New Orleans — Prostitution. Polygamy. Premarital sex.
And that’s just the Old Testament.
The Bible is filled with mixed messages about human sexuality, says Jennifer Wright Knust, a professor of religion at the Boston University School of Theology, and that makes it a less-than-useful rule book for sex.
“The Bible fails to offer girls — or anyone — a consistent message regarding sexual morals and God’s priorities,” Knust wrote in the introduction to her 2011 book, “Unprotected Texts: The Bible’s Surprising Contradictions about Sex and Desire.”
On Feb. 13, Knust appeared at the Greer-Heard Point-Counterpoint Forum at the New Orleans Baptist Theological Seminary, debating sex and the Bible with more conservative theologian Ben Witherington III.
Lists of rules in some books of the Bible are contradicted by the behavior of God’s people in other books, Knust said at the forum.
The book of Deuteronomy condemns premarital sex, yet Song of Songs seems to revel in it, she said. Prostitution is sometimes objectionable, she said, but Judah in Genesis has no problem visiting a prostitute (who turns out to be his daughter-in-law tricking him).
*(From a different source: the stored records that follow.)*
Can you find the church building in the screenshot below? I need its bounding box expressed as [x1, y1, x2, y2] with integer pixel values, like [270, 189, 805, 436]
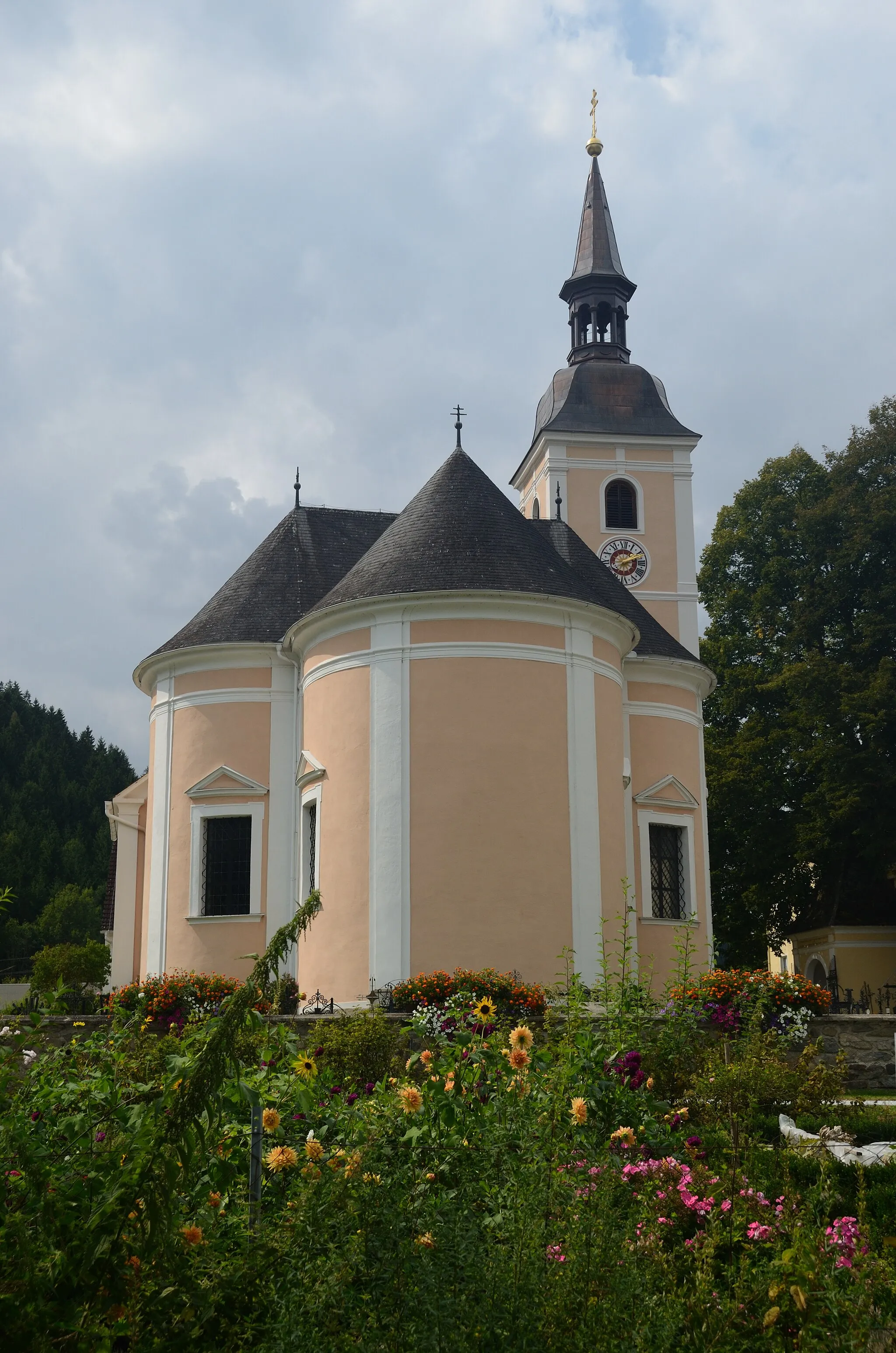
[104, 137, 714, 1006]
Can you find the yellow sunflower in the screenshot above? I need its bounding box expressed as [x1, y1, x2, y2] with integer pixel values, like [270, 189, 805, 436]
[292, 1053, 317, 1081]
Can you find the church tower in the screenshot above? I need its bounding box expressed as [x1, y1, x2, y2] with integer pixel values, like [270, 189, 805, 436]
[510, 133, 700, 655]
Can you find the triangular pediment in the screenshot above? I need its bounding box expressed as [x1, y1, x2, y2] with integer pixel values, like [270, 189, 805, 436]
[186, 766, 268, 798]
[295, 748, 326, 789]
[635, 775, 700, 808]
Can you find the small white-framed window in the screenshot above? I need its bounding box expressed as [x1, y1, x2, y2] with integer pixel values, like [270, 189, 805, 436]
[299, 783, 321, 901]
[189, 803, 264, 922]
[601, 472, 644, 536]
[637, 809, 697, 924]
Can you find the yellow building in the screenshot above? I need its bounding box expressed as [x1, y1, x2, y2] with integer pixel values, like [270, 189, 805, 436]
[102, 141, 714, 1005]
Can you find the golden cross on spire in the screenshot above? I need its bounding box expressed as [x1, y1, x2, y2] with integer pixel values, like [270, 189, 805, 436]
[584, 89, 604, 156]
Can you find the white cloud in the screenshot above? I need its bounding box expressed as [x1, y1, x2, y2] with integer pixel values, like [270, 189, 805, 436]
[0, 0, 896, 766]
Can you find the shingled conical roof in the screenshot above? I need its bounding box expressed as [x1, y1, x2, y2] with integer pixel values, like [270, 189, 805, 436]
[150, 508, 395, 656]
[570, 156, 634, 290]
[314, 448, 623, 610]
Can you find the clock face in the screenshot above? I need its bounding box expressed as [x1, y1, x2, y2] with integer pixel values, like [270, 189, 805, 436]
[599, 537, 650, 587]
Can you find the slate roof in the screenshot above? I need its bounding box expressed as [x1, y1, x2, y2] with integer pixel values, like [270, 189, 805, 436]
[151, 449, 698, 662]
[560, 156, 634, 288]
[315, 449, 698, 663]
[150, 508, 395, 656]
[532, 360, 700, 445]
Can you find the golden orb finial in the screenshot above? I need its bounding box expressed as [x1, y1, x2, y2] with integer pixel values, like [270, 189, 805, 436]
[584, 89, 604, 156]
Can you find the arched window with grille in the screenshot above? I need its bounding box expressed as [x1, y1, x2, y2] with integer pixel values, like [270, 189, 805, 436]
[604, 479, 637, 530]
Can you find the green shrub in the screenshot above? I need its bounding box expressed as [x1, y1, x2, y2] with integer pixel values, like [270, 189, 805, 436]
[318, 1011, 399, 1085]
[31, 940, 112, 992]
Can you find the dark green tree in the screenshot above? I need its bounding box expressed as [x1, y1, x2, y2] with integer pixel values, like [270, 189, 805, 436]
[0, 682, 135, 959]
[698, 398, 896, 962]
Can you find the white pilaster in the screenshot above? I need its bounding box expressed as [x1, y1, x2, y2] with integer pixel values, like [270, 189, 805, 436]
[370, 620, 410, 986]
[673, 448, 700, 656]
[264, 658, 298, 942]
[146, 673, 175, 974]
[566, 628, 601, 986]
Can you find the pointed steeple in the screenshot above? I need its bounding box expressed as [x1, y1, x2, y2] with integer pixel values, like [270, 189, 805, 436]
[560, 150, 635, 365]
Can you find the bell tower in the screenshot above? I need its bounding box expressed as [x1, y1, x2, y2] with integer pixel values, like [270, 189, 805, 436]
[510, 96, 700, 655]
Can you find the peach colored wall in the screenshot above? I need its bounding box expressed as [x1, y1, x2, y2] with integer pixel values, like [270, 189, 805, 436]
[628, 680, 697, 715]
[592, 636, 623, 671]
[630, 710, 707, 989]
[299, 664, 371, 1001]
[410, 658, 573, 981]
[410, 620, 566, 648]
[165, 702, 271, 975]
[304, 625, 371, 673]
[175, 667, 271, 695]
[594, 675, 631, 943]
[131, 804, 146, 981]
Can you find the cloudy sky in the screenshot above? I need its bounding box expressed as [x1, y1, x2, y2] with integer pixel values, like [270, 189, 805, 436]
[0, 0, 896, 770]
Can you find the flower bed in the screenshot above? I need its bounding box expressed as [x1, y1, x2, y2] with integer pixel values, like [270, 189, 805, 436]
[670, 967, 831, 1039]
[107, 971, 270, 1031]
[392, 967, 547, 1015]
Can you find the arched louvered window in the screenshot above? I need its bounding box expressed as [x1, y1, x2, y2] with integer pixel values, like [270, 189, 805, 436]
[604, 479, 637, 530]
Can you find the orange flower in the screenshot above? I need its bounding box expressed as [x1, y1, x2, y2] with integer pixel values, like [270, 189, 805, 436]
[264, 1146, 299, 1174]
[398, 1085, 424, 1114]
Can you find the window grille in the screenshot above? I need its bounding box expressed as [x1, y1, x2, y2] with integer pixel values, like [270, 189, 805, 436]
[307, 803, 317, 893]
[604, 479, 637, 530]
[202, 817, 252, 916]
[650, 823, 685, 922]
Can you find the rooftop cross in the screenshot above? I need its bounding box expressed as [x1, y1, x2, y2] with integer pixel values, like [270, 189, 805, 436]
[584, 89, 604, 156]
[451, 405, 467, 451]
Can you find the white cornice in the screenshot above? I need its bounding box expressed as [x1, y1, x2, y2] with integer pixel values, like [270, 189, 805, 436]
[133, 644, 292, 695]
[283, 591, 640, 660]
[623, 653, 716, 698]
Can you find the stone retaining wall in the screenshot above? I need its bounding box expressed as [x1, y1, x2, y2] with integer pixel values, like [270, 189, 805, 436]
[809, 1015, 896, 1090]
[10, 1015, 896, 1090]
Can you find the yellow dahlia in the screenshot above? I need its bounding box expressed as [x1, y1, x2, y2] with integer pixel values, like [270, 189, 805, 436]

The problem with using the Bible as a sexual guide is that many interpreters pick out a few verses or stories and assume that those passages “stand in for the entire biblical witness,” Knust said.
“The Bible, however, is a diverse collection of books written over the course of about 1,000 years by human actors living in circumstances that changed dramatically ...,” she said. “As such, the Bible cannot be expected to offer a single or consistent message on anything, including sex, even if some of us do regard this collection as divinely inspired, as I do.”
Sex has always been a difficult subject for churches.
“I think we may have gotten the same mixed messages about sex growing up,” Witherington said. “The message I got from my junior high (youth) leader when he had his little talk about the birds and the bees was this: Sex was dirty. Save it for the one you really love.”
This outlook doesn’t align with the Bible, which shows a “robust belief in the goodness of human sexuality and sexual sharing in the right context,” Witherington said.
From Knust’s point of view, the Bible has been misused for centuries as readers pick and choose which passages to ignore and which to use to condemn others, she said.
“As a historian, I know this is a very old game, this habit of employing select passages of sacred Scripture as a carving knife to slice human communities (into) those who are deserving and those who are not,” Knust said during the forum. “Apparently the Bible allows those who are wearing the right spiritual and doctrinal glasses to glimpse God’s own judgments and therefore to discern who is to be regulated to Gehenna and not only by God.”
Knust’s book cites scholarship that questions whether David and his friend Jonathan, the son of King Saul, had a sexual relationship, at which 2 Samuel may hint.
And the story of Sodom and Gomorrah may have had several meanings to early readers — the importance of hospitality or a warning against attempts to have sex with angels — and not just the anti-homosexual story modern readers take, she said.
Witherington took umbrage with her interpretations.
Stories about God’s people doing wrong should not be confused with the clear commands of the Scriptures, said Witherington, a professor at Asbury Theological Seminary.
The Bible, he said, is clear about sexual expectations.
“The Bible is replete with examples of patriarchs, or prophets or priests or kings or even apostles behaving badly,” Witherington said during the forum in New Orleans. “The fact that the narrative is honest, (that it) presents people to us warts, wrinkles and all, is one of the great things about the Bible. But at the same time we have such stories of misbehavior, we also have clear statements condemning prostitution and bad behavior.”
To create a set of sexual ethics, Witherington said, Christians must focus on the New Testament, not the old covenant between God and his people. The laws of the Old Testament were there to “limit sin, not license it,” he said.
For example, Witherington said, Jesus told his listeners that they were previously allowed to divorce because their hearts “were hard.”
They were also told they could take revenge, as long as it was only “an eye for an eye,” Witherington said, but under the new covenant, believers would be held to a higher standard.
“To whom more is given, more is required,” Witherington said.
The New Testament writers were very clear, Witherington said, about sex.
“The way marriage is viewed in the New Testament is as heterosexual monogamy,” he said. “That is how one flesh is possible. That is how the commandment to be fruitful and multiply can be carried out.”
Boundaries to sexual intimacy are clear, he said.
“Sexual intimacy outside of what the Bible calls love is not merely inappropriate,” he said. “It is immoral. You are not supposed to totally give yourself physically to someone you do not totally trust and totally love. Physical intimacy is not a goal in itself. It is a means to express deep love, deep commitment, deep relationship and above all else it is a means of procreation.”
For Knust, the final authority in all matters is Christ, she said. Christians worship him, “the incarnate word of God, not the words of the Bible,” she said.
So, she said, in all matters, including questions of sexual right and wrong, Christians should lean in favor of the principle “love your neighbor as yourself.”
Appealing to the principle of love could change the debate, she said, “from the alleged content of what the Bible says to what the loving thing to do might actually be.”